Sketching out the background of the border problem in northeastern Georgia, Abashidze noted that when the second Russo-Chechen war broke out in the fall of 1999, “a torrent of [Chechen] refugees flowed to us. We were required to accept a part of them on humanitarian grounds. Basically, these were old men, women and children. Up to 7,000 were settled in the Pankisi Gorge, where the ethnic Chechen-Kists live.” Subsequently the Russian-Georgian border was sealed: “But those people remained with us. Now there comes diverse information from the Pankisi Gorge. [Georgian] law enforcement organs are conducting appropriate work with the local population. Both the central and the local authorities are interested that the situation there not become more complicated. But it can go out of control if unconsidered coercive actions are undertaken.”
“In order not to blow up the situation in Georgia,” Abashidze cautioned, “one should not create uncontrollable processes. Up till now in Moscow, they recall with a certain bitterness that the Georgian leadership was required to decline the request of the Russian side that its forces, based in Georgia, should enter Chechnya from our territory and join the counterterrorist operation. Even today, we are convinced that if that had happened, there would have begun massive military actions within Georgia.”
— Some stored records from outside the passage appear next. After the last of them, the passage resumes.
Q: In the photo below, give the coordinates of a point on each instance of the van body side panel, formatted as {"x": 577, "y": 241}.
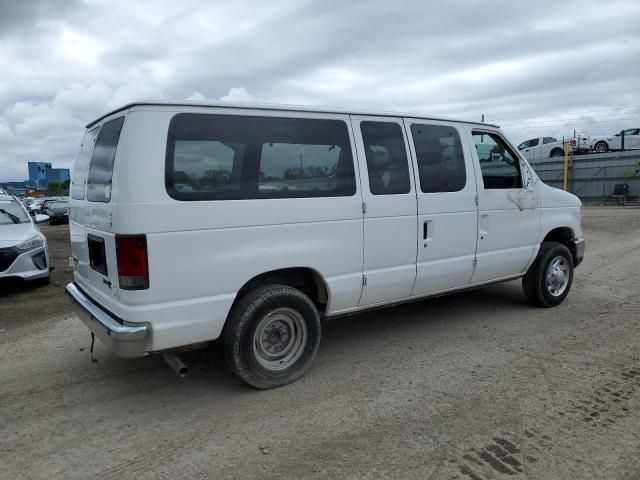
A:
{"x": 447, "y": 220}
{"x": 201, "y": 253}
{"x": 390, "y": 220}
{"x": 508, "y": 221}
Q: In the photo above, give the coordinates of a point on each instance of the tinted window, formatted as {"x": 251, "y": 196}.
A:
{"x": 101, "y": 167}
{"x": 440, "y": 158}
{"x": 499, "y": 165}
{"x": 386, "y": 158}
{"x": 242, "y": 157}
{"x": 79, "y": 175}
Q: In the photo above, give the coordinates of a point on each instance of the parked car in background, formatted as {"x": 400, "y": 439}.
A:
{"x": 23, "y": 248}
{"x": 614, "y": 142}
{"x": 58, "y": 212}
{"x": 541, "y": 148}
{"x": 293, "y": 214}
{"x": 35, "y": 207}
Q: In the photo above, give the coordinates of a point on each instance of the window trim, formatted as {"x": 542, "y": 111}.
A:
{"x": 407, "y": 153}
{"x": 241, "y": 194}
{"x": 86, "y": 173}
{"x": 509, "y": 147}
{"x": 459, "y": 133}
{"x": 113, "y": 167}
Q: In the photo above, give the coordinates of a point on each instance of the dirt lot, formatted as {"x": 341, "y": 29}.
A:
{"x": 471, "y": 386}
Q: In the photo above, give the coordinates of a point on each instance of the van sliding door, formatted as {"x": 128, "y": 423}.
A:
{"x": 389, "y": 206}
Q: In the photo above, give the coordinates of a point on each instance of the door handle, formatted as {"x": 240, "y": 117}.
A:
{"x": 425, "y": 233}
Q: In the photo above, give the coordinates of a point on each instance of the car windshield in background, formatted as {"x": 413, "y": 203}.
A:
{"x": 11, "y": 212}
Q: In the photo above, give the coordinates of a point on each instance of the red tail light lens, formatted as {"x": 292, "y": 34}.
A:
{"x": 133, "y": 267}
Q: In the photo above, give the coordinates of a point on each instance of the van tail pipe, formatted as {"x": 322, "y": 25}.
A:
{"x": 176, "y": 364}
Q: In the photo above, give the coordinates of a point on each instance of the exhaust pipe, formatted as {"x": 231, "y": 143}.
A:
{"x": 176, "y": 364}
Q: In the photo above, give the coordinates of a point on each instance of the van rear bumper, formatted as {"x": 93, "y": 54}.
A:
{"x": 122, "y": 338}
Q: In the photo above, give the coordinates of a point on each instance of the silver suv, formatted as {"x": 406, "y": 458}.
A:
{"x": 23, "y": 248}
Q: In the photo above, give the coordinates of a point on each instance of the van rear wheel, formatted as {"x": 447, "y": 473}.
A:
{"x": 548, "y": 281}
{"x": 271, "y": 336}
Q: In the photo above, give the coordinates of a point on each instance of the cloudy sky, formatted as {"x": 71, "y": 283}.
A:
{"x": 543, "y": 67}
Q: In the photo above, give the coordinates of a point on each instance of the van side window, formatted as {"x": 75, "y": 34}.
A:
{"x": 101, "y": 167}
{"x": 386, "y": 158}
{"x": 440, "y": 159}
{"x": 223, "y": 157}
{"x": 212, "y": 165}
{"x": 499, "y": 165}
{"x": 80, "y": 168}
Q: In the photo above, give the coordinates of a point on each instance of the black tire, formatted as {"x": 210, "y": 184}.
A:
{"x": 601, "y": 147}
{"x": 534, "y": 283}
{"x": 557, "y": 153}
{"x": 241, "y": 348}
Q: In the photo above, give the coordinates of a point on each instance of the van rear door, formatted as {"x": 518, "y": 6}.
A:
{"x": 92, "y": 237}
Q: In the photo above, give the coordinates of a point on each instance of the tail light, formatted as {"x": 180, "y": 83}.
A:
{"x": 133, "y": 267}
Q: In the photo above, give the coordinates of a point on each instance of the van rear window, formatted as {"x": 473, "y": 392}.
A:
{"x": 80, "y": 168}
{"x": 218, "y": 157}
{"x": 101, "y": 167}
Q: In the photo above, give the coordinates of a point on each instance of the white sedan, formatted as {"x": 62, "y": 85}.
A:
{"x": 614, "y": 142}
{"x": 23, "y": 248}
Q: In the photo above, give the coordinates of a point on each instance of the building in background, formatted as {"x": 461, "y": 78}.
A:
{"x": 41, "y": 173}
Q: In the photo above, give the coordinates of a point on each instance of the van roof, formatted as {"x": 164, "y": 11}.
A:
{"x": 280, "y": 107}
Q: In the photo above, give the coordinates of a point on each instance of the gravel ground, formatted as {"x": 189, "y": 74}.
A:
{"x": 471, "y": 386}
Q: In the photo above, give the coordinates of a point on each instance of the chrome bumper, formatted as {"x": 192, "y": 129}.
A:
{"x": 122, "y": 338}
{"x": 578, "y": 249}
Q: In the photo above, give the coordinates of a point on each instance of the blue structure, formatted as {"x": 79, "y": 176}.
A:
{"x": 38, "y": 173}
{"x": 58, "y": 174}
{"x": 41, "y": 173}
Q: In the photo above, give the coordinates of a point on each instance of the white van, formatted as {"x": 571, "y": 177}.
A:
{"x": 191, "y": 222}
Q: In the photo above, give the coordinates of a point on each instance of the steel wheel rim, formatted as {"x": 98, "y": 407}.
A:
{"x": 558, "y": 274}
{"x": 279, "y": 339}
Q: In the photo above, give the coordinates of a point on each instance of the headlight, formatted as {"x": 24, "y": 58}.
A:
{"x": 34, "y": 242}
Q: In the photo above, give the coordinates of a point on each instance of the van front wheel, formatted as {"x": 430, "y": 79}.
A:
{"x": 548, "y": 281}
{"x": 271, "y": 336}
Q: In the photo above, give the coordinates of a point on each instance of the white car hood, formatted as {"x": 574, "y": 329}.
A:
{"x": 14, "y": 234}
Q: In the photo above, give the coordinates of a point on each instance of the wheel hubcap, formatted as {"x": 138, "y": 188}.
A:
{"x": 279, "y": 338}
{"x": 557, "y": 278}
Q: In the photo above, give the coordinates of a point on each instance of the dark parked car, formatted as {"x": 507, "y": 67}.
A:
{"x": 58, "y": 213}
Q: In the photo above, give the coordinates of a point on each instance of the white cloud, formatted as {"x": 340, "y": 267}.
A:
{"x": 238, "y": 94}
{"x": 65, "y": 63}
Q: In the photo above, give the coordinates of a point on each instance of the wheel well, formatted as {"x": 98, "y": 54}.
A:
{"x": 304, "y": 279}
{"x": 562, "y": 235}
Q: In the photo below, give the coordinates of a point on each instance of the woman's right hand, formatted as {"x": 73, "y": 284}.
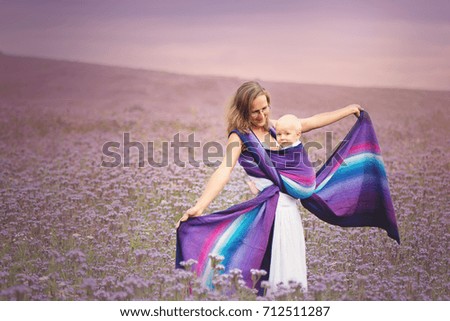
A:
{"x": 192, "y": 212}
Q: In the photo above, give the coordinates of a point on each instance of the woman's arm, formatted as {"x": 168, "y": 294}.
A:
{"x": 218, "y": 179}
{"x": 327, "y": 118}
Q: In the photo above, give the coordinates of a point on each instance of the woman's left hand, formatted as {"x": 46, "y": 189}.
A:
{"x": 355, "y": 109}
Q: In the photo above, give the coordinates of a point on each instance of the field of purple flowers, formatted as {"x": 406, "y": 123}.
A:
{"x": 74, "y": 230}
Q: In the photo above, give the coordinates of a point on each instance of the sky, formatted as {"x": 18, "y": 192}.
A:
{"x": 383, "y": 43}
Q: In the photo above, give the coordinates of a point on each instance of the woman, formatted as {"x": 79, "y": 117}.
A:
{"x": 250, "y": 112}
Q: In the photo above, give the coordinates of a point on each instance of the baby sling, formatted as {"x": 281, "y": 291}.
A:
{"x": 349, "y": 190}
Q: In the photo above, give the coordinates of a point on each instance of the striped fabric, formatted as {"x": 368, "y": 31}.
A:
{"x": 351, "y": 189}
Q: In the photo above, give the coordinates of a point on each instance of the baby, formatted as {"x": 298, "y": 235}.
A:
{"x": 289, "y": 130}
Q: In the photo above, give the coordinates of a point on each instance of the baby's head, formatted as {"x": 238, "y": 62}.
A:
{"x": 288, "y": 129}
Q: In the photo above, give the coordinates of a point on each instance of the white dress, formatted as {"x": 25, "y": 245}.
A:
{"x": 288, "y": 261}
Abashidze noted: “It is impossible not to take into consideration the role of the Kists. It is no secret that they sympathize with their [Chechen] brethren. All of these circumstances could have created a new hotbed of tension on our territory. Upon reflection, the Georgian leadership adopted a very complex but balanced decision.”
As both President Shevardnadze and Ambassador Abashidze were at pains to emphasize, the situation on the Russian-Georgian border was a potentially incendiary one for Georgia. The joint military operation insistently proposed by President Putin and by Russian generals could serve literally to “blow up” Georgia. Nevertheless, to help bring some order to northeastern Georgia, and, perhaps, partially to mollify his powerful neighbors to the north, Shevardnadze declared emergency rule throughout eastern Georgia late on the evening of December 5 (Strana.ru, December 6).